Product Life Cycle
Definition - What does Product Life Cycle mean?
The product life cycle is a marketing theory cycle or succession of strategies experienced by every product which begins with a product’s introduction, sometimes referenced as research and development, followed by its sales growth, then maturity and finally market saturation and decline.
The product life cycle parallels and is analogous with that of human beings and animals, i.e. from birth to growth to maturity to decline and eventually to death. For products this involves many disciplines, skills, tools and processes as the product goes through market forces involving raw materials, parts, various business processes, costs, distribution to markets and sales.
Techopedia explains Product Life Cycle
The four phases of the Product Life cycle are as follows:
Market Introduction Stage - The new product idea is processed through research and development (R & D). Costs are high with usually little competition (unless the competition is simultaneously doing their R & D); marketing personnel start creating customer demand/desire for the product; and sales are all in the future.
Growth - The new product begins to sell and revenues increase as new competition often enters the market. Efforts are made to expand distribution as innovative features and capabilities of the product take precedence over price. Successful products see high profit levels at this stage as costs decrease with economies of scale and product public awareness increases. As competition increases still further price becomes more critical and it starts to decrease; to a small degree or large, a price war is present as competing products fight for their market share.
Maturity - The new product becomes somewhat less new as it is now standardized, well known and established and increasingly distributed to larger markets with national or even international dimensions . Cost wars intensify and production facilities are streamlined and sometimes even moved to locations having cheap labor to control costs. Sales volume is maximized as market saturation is reached; then price competition forces process down still lower. Public consumption becomes dependent upon brand preference and feature diversification and the company, and its competition, struggle to maintain or increase market share. Near the end of this stage profits will decrease.

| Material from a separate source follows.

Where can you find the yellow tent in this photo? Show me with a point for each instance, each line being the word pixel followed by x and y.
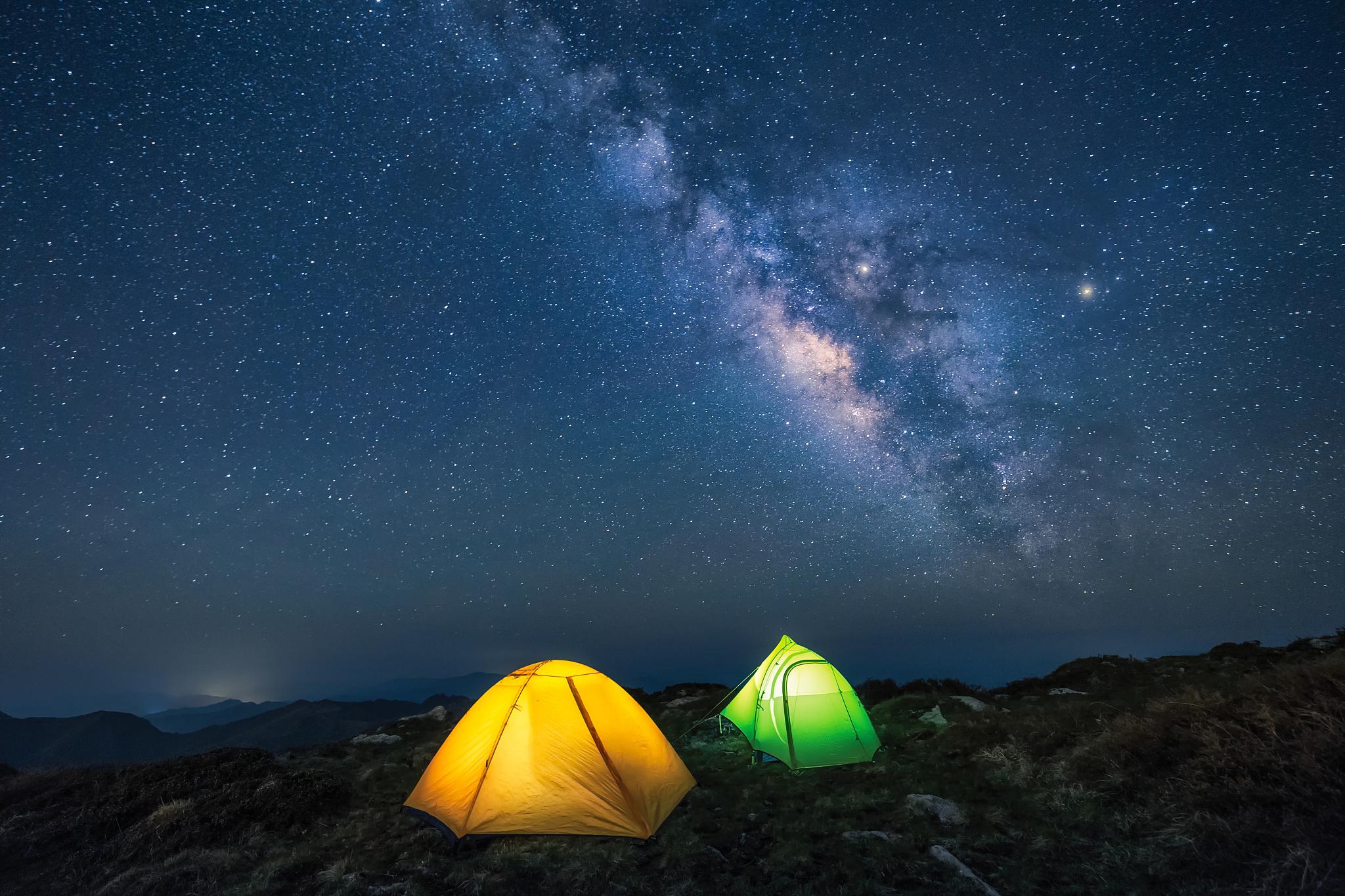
pixel 553 748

Decline - The once new product is now rapidly becoming obsolete as low income consumers enter the market and/or the product is imported into developing countries. Efforts are made to cut production and distribution costs which become the main concerns as sales and profit margins decline even further. Profits become too little to be viable and the product is eventually retired, marking the end of the product’s life cycle.
The life cycle for technology products is no different than any other industry, although one could argue that the speed at which a product becomes obsolete is much greater.